As the Waitangi Tribunal noted in its 1987 Muriwhenua report: "From the Treaty as a whole it is obvious that it does not purport to describe a continuing relationship between sovereign states. Its purpose and effect was the reverse - to provide for the relinquishment by Maori of their sovereign status and to guarantee their protection upon becoming subjects of the Crown."
The tribunal's reference to the Treaty 'as a whole' is key. The Article Two guarantee of rangatiratanga must be understood in the context of the whole document. Iwi signed up to the whole Treaty, not just the second article. Article One establishes Crown sovereignty. In it chiefs agreed to 'give absolutely to the Queen of England forever the complete government over their land.' That's Professor Sir Hugh Kawharu's translation of the Maori version. It doesn't leave much room for manoeuvre.
[Hugh] Kawharu's translation of Article Three is equally straightforward. Maori took on 'the same rights and duties of citizenship as the people of England.' The Court of Appeal reinforced this in a key 1987 judgment, stating 'For their part the Maori people have undertaken a duty of loyalty to the Queen, [and] full acceptance of her Government.' Ironically this judgment also introduced the Treaty partnership concept that is now so popular. Full acceptance of Crown sovereignty is less fashionable.
The key difference is that Fletcher, I think, sees the Clause Two promise or "rangatiratanga" as a collective one, to be exercised by chiefly rangatira; whereas McQueen more properly sees the promise as applying individually, as a property right that could be enjoyed individually.

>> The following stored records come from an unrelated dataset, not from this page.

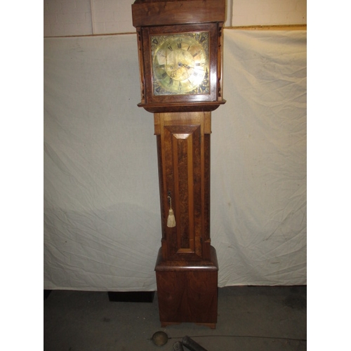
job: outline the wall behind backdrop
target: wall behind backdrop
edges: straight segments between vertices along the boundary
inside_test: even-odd
[[[211,135],[218,285],[305,284],[306,32],[224,39],[227,102]],[[44,39],[44,289],[156,289],[156,140],[138,84],[134,34]]]

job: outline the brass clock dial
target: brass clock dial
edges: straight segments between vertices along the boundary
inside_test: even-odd
[[[152,35],[154,95],[209,94],[209,34]]]

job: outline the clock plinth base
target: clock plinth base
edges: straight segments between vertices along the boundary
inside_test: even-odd
[[[161,326],[195,323],[216,329],[218,264],[216,249],[211,259],[164,261],[161,251],[155,267]]]

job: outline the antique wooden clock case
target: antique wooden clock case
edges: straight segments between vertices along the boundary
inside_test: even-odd
[[[211,113],[222,97],[225,0],[136,0],[141,102],[154,114],[162,236],[162,326],[216,328],[218,265],[210,237]]]

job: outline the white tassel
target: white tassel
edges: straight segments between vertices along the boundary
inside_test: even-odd
[[[172,209],[172,199],[170,196],[168,197],[169,199],[169,211],[168,217],[167,218],[167,227],[168,228],[173,228],[176,227],[176,218],[174,217],[173,210]]]
[[[173,210],[169,208],[168,211],[168,218],[167,218],[167,227],[168,228],[173,228],[176,227],[176,218],[174,217]]]

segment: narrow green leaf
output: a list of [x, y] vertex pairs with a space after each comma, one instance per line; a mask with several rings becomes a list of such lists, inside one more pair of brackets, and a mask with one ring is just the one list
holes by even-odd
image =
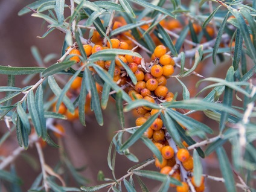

Just as Magna Carta was an agreement between nobles and king that came to recognise and protect individual rights of all, even commoners, so too does the recognition and protection of rangatiranga when seen individually come to do the same thing -- protecting all individual rights equally:
The preamble to the 1840 Te Tiriti makes clear that its purpose was to create a settled form of government and to secure peace and good order.

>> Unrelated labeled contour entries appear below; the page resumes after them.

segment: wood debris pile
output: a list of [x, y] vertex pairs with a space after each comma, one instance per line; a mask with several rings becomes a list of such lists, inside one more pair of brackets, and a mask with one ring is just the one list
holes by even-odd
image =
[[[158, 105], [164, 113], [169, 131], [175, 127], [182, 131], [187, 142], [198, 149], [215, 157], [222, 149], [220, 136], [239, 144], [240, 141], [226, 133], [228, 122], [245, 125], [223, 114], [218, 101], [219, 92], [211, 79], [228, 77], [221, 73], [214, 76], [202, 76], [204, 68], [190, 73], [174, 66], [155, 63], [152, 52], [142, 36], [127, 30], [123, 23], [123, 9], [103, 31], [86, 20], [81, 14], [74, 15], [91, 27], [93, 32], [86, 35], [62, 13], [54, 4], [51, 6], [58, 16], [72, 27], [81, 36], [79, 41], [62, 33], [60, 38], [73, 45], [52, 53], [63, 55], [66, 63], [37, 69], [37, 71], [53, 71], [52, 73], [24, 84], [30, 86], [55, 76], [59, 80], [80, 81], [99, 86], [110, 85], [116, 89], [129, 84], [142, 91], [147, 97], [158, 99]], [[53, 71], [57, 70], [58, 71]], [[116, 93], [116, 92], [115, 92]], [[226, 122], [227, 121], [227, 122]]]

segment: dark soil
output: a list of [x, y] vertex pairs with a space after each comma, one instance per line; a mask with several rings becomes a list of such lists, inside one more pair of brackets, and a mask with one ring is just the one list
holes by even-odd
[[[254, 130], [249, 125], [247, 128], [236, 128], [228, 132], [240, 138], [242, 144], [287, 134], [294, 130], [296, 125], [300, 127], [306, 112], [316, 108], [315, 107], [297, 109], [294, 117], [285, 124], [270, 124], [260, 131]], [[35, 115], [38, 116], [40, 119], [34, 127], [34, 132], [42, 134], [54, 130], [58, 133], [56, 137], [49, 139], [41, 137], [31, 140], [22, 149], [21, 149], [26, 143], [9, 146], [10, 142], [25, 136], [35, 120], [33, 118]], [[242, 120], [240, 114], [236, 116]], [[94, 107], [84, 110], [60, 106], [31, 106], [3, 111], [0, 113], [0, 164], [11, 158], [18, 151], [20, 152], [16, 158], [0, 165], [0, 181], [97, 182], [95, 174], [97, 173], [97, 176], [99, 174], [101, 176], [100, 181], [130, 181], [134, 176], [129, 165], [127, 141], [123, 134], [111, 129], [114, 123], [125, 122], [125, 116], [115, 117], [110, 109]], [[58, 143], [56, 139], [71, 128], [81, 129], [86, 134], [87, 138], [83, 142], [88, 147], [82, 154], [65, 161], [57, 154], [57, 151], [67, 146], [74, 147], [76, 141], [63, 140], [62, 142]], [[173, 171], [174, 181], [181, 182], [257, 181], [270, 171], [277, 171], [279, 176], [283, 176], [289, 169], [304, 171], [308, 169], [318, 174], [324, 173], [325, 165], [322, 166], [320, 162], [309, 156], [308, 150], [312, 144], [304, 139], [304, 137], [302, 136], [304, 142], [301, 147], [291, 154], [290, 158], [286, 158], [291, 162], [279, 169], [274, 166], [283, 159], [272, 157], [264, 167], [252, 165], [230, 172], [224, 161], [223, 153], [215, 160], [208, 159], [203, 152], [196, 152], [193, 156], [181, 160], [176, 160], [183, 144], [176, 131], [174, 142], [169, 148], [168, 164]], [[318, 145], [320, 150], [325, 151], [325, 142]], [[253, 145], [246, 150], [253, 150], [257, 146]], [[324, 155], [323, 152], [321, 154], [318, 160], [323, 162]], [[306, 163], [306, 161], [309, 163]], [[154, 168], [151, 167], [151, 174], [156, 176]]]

Article One confers on the Crown sovereignty or kāwanatanga (the right to make laws and to govern).
Article Two protects property rights and is based on Magna Carta principles. Magna Carta aimed to protect the English nobilities’ property rights by limiting the Crown’s powers. It catalysed a dynamic relationship between property rights and political power that led to the emergence of the modern British democracy. It created a basis for human rights protection by linking it to property rights. Magna Carta established the principle that no one is above the law – it helped establish the rule of law.
In Te Tiriti Article Two Queen Victoria promises ‘te tino rangatiratanga’ of their properties not just for rangatira and hapū, but for ‘nga tangata katoa o Nu Tirani’, that is ‘all the inhabitants of New Zealand’.

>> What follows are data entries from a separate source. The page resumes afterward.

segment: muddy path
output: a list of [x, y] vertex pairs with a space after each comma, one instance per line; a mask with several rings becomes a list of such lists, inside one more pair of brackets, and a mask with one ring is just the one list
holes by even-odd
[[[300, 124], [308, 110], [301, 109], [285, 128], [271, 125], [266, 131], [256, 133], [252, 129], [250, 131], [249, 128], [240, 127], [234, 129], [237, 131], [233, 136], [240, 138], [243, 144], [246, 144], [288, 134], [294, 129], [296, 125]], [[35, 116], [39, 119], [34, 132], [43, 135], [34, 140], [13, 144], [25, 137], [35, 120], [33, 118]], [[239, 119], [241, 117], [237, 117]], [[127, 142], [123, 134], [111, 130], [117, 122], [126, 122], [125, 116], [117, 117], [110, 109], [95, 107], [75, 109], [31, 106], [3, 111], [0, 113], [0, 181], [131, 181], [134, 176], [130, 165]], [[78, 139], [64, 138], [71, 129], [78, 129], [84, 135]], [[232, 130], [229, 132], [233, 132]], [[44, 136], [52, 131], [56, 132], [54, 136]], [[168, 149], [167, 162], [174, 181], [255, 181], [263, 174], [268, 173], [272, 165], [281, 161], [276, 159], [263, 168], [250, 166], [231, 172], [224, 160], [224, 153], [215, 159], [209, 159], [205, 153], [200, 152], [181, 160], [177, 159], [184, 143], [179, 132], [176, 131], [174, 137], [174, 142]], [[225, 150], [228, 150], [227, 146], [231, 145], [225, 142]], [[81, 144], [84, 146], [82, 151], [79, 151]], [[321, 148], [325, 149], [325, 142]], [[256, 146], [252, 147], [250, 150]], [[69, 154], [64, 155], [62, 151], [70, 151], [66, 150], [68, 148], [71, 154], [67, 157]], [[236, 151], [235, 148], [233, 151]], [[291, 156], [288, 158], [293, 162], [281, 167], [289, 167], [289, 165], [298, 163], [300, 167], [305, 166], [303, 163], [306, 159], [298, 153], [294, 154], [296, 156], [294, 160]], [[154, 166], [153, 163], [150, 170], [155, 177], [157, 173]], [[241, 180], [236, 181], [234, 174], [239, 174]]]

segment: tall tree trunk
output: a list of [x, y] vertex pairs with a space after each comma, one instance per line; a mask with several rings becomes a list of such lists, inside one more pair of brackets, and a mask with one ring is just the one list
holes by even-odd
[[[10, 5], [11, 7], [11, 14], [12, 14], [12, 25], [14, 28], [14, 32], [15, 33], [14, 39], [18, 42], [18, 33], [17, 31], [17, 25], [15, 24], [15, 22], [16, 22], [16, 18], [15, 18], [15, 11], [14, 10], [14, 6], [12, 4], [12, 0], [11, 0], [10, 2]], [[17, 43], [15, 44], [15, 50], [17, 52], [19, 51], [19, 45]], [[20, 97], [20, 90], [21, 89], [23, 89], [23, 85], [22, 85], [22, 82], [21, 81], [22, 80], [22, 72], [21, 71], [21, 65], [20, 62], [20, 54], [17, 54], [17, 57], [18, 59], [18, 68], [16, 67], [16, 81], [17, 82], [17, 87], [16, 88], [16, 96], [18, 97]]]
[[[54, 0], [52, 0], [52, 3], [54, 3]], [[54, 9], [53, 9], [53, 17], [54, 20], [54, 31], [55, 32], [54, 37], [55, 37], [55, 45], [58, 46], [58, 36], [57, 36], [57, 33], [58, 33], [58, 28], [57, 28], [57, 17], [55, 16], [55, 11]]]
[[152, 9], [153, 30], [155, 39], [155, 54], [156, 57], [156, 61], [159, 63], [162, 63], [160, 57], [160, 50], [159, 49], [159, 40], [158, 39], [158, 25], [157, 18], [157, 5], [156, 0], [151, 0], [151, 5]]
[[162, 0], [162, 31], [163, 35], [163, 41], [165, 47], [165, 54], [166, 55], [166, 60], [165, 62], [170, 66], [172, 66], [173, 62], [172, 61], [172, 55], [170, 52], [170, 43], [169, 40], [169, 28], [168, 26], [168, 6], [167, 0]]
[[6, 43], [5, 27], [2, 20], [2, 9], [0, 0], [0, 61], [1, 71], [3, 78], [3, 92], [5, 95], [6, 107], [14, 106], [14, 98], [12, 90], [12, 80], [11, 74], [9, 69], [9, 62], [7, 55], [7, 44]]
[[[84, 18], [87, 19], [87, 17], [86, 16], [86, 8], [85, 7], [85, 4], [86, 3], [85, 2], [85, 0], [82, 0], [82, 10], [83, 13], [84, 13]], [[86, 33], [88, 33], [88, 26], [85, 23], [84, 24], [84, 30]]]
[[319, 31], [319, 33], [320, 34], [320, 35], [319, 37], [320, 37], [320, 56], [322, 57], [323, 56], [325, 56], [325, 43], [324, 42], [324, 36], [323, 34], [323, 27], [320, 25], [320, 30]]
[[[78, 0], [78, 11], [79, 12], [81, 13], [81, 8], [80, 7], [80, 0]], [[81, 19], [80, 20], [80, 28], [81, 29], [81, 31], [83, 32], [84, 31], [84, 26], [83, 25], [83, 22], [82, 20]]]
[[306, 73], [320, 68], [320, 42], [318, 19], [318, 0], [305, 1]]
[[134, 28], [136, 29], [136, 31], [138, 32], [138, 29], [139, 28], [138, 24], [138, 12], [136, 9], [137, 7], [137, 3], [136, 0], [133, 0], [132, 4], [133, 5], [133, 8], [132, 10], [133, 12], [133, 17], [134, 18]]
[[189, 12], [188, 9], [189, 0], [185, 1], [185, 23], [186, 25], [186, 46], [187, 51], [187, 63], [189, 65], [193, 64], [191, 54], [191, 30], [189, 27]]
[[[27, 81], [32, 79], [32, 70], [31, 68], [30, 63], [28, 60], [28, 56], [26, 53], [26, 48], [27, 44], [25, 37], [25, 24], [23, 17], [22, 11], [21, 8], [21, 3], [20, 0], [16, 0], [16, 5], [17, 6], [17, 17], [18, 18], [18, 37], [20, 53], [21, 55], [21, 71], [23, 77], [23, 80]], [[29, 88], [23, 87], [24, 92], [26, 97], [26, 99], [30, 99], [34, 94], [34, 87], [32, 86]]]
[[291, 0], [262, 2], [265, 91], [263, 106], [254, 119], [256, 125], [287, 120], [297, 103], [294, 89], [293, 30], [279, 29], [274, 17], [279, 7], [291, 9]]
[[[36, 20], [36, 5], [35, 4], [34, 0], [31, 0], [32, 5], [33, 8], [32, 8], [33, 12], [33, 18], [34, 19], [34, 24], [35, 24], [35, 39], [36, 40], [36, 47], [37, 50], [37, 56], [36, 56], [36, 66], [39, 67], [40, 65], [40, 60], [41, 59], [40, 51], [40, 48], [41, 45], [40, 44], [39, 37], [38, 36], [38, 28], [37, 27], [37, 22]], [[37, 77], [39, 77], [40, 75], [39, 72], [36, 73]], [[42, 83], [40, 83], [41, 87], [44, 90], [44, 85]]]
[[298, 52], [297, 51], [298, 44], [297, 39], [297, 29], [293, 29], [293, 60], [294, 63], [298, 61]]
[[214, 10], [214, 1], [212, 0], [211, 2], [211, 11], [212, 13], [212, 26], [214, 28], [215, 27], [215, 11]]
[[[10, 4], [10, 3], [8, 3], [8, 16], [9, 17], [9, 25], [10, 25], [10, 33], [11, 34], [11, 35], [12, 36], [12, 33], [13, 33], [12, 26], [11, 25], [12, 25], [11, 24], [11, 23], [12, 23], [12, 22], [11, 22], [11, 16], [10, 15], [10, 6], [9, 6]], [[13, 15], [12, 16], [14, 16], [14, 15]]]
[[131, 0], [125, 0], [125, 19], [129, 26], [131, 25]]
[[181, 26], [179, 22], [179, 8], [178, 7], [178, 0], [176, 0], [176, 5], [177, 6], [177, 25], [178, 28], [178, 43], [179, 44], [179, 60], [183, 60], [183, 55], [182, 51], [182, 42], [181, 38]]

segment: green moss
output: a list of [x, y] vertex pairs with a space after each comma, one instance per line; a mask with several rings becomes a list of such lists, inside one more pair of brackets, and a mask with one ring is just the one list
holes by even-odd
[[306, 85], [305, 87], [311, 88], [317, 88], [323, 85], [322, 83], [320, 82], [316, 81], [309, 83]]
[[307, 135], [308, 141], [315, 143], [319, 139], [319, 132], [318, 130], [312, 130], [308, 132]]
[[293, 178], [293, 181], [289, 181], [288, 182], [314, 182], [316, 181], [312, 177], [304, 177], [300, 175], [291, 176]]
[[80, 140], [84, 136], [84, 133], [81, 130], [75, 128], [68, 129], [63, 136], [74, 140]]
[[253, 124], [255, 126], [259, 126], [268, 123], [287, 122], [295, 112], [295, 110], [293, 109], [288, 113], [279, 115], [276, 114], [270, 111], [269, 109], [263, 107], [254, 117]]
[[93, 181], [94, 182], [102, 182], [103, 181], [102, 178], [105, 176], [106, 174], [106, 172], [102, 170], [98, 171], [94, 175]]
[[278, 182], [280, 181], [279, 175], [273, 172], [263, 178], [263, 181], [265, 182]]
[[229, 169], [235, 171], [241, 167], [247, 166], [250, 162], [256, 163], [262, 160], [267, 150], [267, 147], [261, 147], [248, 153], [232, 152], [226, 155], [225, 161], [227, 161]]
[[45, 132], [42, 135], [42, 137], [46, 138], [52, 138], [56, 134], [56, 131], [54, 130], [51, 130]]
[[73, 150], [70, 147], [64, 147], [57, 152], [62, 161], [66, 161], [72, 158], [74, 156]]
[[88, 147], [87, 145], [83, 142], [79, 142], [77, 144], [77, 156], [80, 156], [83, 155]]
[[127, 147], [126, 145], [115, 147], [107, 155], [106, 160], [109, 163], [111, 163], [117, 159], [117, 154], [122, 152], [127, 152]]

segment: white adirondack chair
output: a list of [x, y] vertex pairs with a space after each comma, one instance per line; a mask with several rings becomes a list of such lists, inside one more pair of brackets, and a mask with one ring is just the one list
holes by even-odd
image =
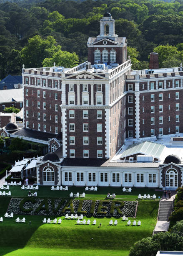
[[140, 226], [141, 225], [141, 221], [140, 220], [139, 220], [137, 223], [137, 225], [138, 226]]
[[61, 224], [62, 222], [62, 220], [61, 219], [59, 219], [58, 220], [58, 224]]

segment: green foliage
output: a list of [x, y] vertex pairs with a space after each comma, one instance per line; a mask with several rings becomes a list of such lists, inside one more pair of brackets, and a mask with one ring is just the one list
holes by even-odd
[[20, 110], [18, 108], [16, 108], [15, 107], [9, 107], [9, 108], [5, 108], [3, 110], [3, 112], [5, 113], [18, 113]]

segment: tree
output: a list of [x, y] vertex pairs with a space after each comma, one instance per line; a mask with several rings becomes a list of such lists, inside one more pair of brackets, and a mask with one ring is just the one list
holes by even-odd
[[79, 57], [75, 52], [63, 51], [61, 50], [55, 53], [52, 58], [46, 58], [43, 62], [43, 67], [53, 67], [54, 63], [56, 66], [71, 68], [77, 65]]
[[10, 107], [9, 108], [5, 108], [3, 110], [3, 112], [5, 113], [18, 113], [20, 112], [20, 110], [18, 108], [16, 108], [15, 107]]
[[28, 39], [28, 44], [22, 49], [22, 63], [27, 67], [40, 67], [45, 58], [50, 58], [60, 49], [53, 36], [43, 39], [40, 36], [35, 36]]

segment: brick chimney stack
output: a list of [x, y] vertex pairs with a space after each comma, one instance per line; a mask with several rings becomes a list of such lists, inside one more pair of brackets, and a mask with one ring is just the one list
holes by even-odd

Article Three made Māori subjects of the Crown. It gave Māori equal rights with other Crown subjects, not additional or superior rights.
To use Moxon's words, but with this understanding: to thrive in this country as equals we all (as individuals) must take off our collectivist lenses...
| Ewen McQueen argues that English and Māori texts of the Treaty agree, and that neither promise Māori self-governance. |
UPDATE:
Writing back in mid-November, Moana Maniapoto confirms that Māori activists are interpreting rights to be collective, rather than individual -- the effect of equal rights being to make a Māori elite equal in political power to the government -- a clear grab for political power based on an incorrect understanding of rights.
She begins her opinion piece by quite explicitly opposing David Seymour "pushing individual rights over collective rights." So when Seymour clarify the Treaty's third clause to mean "All New Zealanders are equal under the law, with the same rights and duties," she opposes this because, she says:
Act interpret this to focus on individual rights. Not the obligation to ensure that all who share this land under the Treaty have equal enjoyment of their respective collective rights and responsibilities....The "Tiriti-centric constitutional model" she demands would require power-sharing between collectives -- "Māori, Pākehā and tangata Tiriti, joining the dots to solving practical problems around housing, health, schools, water, environmental degradation . . . roads."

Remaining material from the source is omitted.